THE chilling reality of Ohio's new law requiring voters to produce identification before casting a ballot is that it may well bar legitimate voters from exercising their fundamental privilege as free citizens.
Days before a critical election, there is widespread confusion - and legal limbo - over whether the voter ID law is being uniformly applied by the state's 88 county boards of elections.
The uncertainty threatens to muck up an election system in Ohio that has performed for years without serious instances of voter fraud or registration irregularities. But the General Assembly forced through what amounts to a none-too-subtle attempt to suppress the vote among the poor and other groups who might not be inclined to support GOP candidates.
What's worse, according to a group of labor and anti-poverty organizations, the law is being applied inconsistently across the state. What is accepted as ID by poll workers in some counties may not be in others. A federal judge in Columbus agreed and suspended the law, but the federal appeals court for Ohio reversed that, leaving the law intact, at least for now.
The possibility of voters being turned away from polls for not exhibiting certain credentials is real when in fact they may have every right to cast a ballot. In the past, a voter's signature was deemed to be reliable enough identification, and we see no reason to change a procedure that has served the state well.
The new law allows voters to present a driver's license or other photo ID card, or a utility bill to confirm the address when they arrive at the polls.
Alternatively, a voter can get a provisional ballot by presenting the last four digits of his or her Social Security number.
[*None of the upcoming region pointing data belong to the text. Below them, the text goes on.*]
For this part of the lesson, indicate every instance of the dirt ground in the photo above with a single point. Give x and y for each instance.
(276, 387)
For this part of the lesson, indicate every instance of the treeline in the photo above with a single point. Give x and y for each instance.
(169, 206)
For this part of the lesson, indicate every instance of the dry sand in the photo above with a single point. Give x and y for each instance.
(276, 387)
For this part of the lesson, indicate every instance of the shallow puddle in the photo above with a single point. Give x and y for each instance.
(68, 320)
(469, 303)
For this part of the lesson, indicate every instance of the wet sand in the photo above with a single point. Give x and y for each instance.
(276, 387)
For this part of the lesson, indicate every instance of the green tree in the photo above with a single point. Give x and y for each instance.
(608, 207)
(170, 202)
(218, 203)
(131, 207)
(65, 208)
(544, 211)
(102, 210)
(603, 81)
But for that ballot to be counted, the voter must make a special trip after the election to the board of elections office to submit a valid ID.
The ID law is a recipe for disenfranchisement of some voters and for protracted litigation that could leave in doubt the outcome of a close election.
Unless the ID standards are consistently applied to avoid discouraging people from voting, the requirement should be struck down.
Otherwise the law becomes a modern form of the old and discredited poll tax.